Summary. The paper proposes a framework that treats observed variations in coupon delivery timing as natural randomized control trials, applies causal inference methods to estimate the effect of timing on coupon effectiveness, and demonstrates the approach on an internal user onboarding campaign plus a public user retention dataset, claiming this enables data-driven decisions without dedicated A/B tests or real-time event-triggered systems.

Significance. If the ignorability assumption holds and the framework is shown to be robust, the work could offer a practical, low-cost alternative for optimizing coupon timing in observational marketing data settings. The inclusion of a public dataset for reproducibility is a strength that supports broader applicability and verification.

major comments (1)
  1. [Framework description (abstract and methods)] The central claim rests on the assumption that timing variations constitute valid natural RCTs permitting causal identification (i.e., timing is ignorable conditional on observed covariates). No explicit identification strategy, balance tables, sensitivity analysis, or robustness checks are described to address potential confounding from user behavior that may drive both delivery timing and response outcomes.

Simulated Author's Rebuttal

1 responses · 0 unresolved

We thank the referee for the constructive feedback. The major comment concerns the need for greater explicitness around the causal identification strategy, balance checks, and robustness to confounding. We respond below and will revise the manuscript accordingly.

read point-by-point responses
  1. Referee: [Framework description (abstract and methods)] The central claim rests on the assumption that timing variations constitute valid natural RCTs permitting causal identification (i.e., timing is ignorable conditional on observed covariates). No explicit identification strategy, balance tables, sensitivity analysis, or robustness checks are described to address potential confounding from user behavior that may drive both delivery timing and response outcomes.

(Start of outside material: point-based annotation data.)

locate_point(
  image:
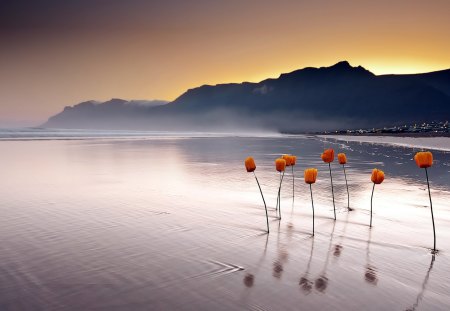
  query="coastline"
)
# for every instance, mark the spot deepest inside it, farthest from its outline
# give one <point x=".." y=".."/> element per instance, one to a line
<point x="440" y="143"/>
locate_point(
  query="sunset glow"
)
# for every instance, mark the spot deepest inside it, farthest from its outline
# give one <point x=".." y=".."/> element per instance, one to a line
<point x="57" y="54"/>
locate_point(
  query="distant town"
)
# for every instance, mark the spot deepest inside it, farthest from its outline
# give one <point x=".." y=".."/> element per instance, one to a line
<point x="434" y="128"/>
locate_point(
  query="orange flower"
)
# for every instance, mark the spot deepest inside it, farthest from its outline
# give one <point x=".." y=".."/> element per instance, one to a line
<point x="310" y="175"/>
<point x="287" y="158"/>
<point x="424" y="159"/>
<point x="293" y="160"/>
<point x="377" y="176"/>
<point x="250" y="164"/>
<point x="280" y="164"/>
<point x="328" y="156"/>
<point x="342" y="158"/>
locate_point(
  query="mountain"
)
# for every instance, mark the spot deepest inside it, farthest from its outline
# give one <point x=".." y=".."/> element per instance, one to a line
<point x="112" y="114"/>
<point x="309" y="99"/>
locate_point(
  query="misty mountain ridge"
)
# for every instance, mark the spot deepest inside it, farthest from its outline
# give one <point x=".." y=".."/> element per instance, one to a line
<point x="305" y="100"/>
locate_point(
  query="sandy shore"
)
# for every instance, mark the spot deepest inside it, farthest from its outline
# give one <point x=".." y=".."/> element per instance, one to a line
<point x="419" y="142"/>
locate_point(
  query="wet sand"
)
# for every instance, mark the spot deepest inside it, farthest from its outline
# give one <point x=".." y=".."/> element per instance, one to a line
<point x="177" y="224"/>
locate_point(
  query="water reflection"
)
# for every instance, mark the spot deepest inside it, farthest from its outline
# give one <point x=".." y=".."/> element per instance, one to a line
<point x="321" y="282"/>
<point x="339" y="247"/>
<point x="249" y="278"/>
<point x="305" y="283"/>
<point x="370" y="274"/>
<point x="424" y="285"/>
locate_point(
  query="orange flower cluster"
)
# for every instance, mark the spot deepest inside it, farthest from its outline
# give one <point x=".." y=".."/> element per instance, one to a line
<point x="310" y="175"/>
<point x="424" y="159"/>
<point x="377" y="176"/>
<point x="328" y="156"/>
<point x="342" y="158"/>
<point x="250" y="164"/>
<point x="280" y="164"/>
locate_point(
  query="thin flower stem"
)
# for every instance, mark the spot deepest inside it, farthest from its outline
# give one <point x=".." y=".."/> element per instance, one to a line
<point x="332" y="191"/>
<point x="431" y="206"/>
<point x="293" y="185"/>
<point x="346" y="184"/>
<point x="371" y="199"/>
<point x="279" y="195"/>
<point x="312" y="204"/>
<point x="265" y="206"/>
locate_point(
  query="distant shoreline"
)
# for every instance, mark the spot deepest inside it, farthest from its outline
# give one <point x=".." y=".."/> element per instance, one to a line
<point x="424" y="134"/>
<point x="441" y="143"/>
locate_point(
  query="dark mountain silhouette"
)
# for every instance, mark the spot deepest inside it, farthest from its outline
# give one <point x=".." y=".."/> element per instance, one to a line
<point x="309" y="99"/>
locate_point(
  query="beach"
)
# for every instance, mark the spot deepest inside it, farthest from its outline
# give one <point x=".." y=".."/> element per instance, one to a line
<point x="164" y="222"/>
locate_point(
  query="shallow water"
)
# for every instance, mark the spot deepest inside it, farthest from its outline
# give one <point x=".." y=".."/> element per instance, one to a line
<point x="177" y="223"/>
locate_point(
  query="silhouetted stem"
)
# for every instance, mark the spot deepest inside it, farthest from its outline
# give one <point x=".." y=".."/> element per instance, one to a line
<point x="265" y="206"/>
<point x="424" y="285"/>
<point x="293" y="184"/>
<point x="279" y="194"/>
<point x="371" y="199"/>
<point x="312" y="204"/>
<point x="431" y="206"/>
<point x="346" y="184"/>
<point x="332" y="191"/>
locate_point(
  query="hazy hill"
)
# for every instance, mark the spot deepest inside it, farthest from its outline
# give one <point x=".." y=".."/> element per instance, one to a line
<point x="309" y="99"/>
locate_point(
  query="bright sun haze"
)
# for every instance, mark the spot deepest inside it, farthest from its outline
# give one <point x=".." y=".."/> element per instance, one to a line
<point x="58" y="53"/>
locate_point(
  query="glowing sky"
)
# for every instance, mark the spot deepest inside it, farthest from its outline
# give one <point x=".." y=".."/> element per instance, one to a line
<point x="55" y="53"/>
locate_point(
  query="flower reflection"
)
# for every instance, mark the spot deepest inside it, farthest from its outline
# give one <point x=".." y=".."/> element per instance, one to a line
<point x="305" y="283"/>
<point x="370" y="274"/>
<point x="337" y="250"/>
<point x="277" y="269"/>
<point x="321" y="282"/>
<point x="249" y="279"/>
<point x="424" y="285"/>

    Authors: We agree that the manuscript would be strengthened by a more explicit treatment of the identification strategy. In the revision we will add a dedicated subsection to the Methods that states the core identifying assumptions (conditional ignorability of coupon timing given the observed covariates such as user demographics, prior engagement metrics, and onboarding stage) and the associated potential-outcomes notation. We will also insert balance tables that compare covariate means and distributions across the observed timing groups, together with standardized mean differences. Finally, we will report sensitivity analyses that assess robustness to unobserved confounding, including (i) re-estimation under alternative covariate sets and (ii) application of a bounding approach (e.g., Rosenbaum bounds or similar) that quantifies how large an unobserved confounder would need to be to overturn the main findings. These additions directly address the possibility that user behavior jointly influences both delivery timing and response. revision: yes

Circularity Check

0 steps flagged

No significant circularity; framework relies on external identification assumption

full rationale

The paper proposes a causal framework treating observed coupon timing variation as natural RCTs for estimating timing effects, without any equations, parameter fitting, or predictions that reduce to inputs by construction. The load-bearing step is the claim that timing is ignorable conditional on covariates, presented as an empirical assumption rather than derived from or equivalent to the framework itself. No self-citations, ansatzes, or renamings appear in the text that would create definitional or fitted circularity. The derivation is self-contained as a methodological proposal whose validity rests on external falsifiability of the ignorability assumption.

Axiom & Free-Parameter Ledger

0 free parameters · 1 axioms · 0 invented entities

The framework rests on the domain assumption that natural timing variations provide valid causal identification; no free parameters or invented entities are mentioned in the abstract.

axioms (1)
  • domain assumption Natural experiments in coupon delivery timing act as randomized control trials permitting causal inference on timing effects.
    This is the core premise invoked to avoid dedicated AB tests.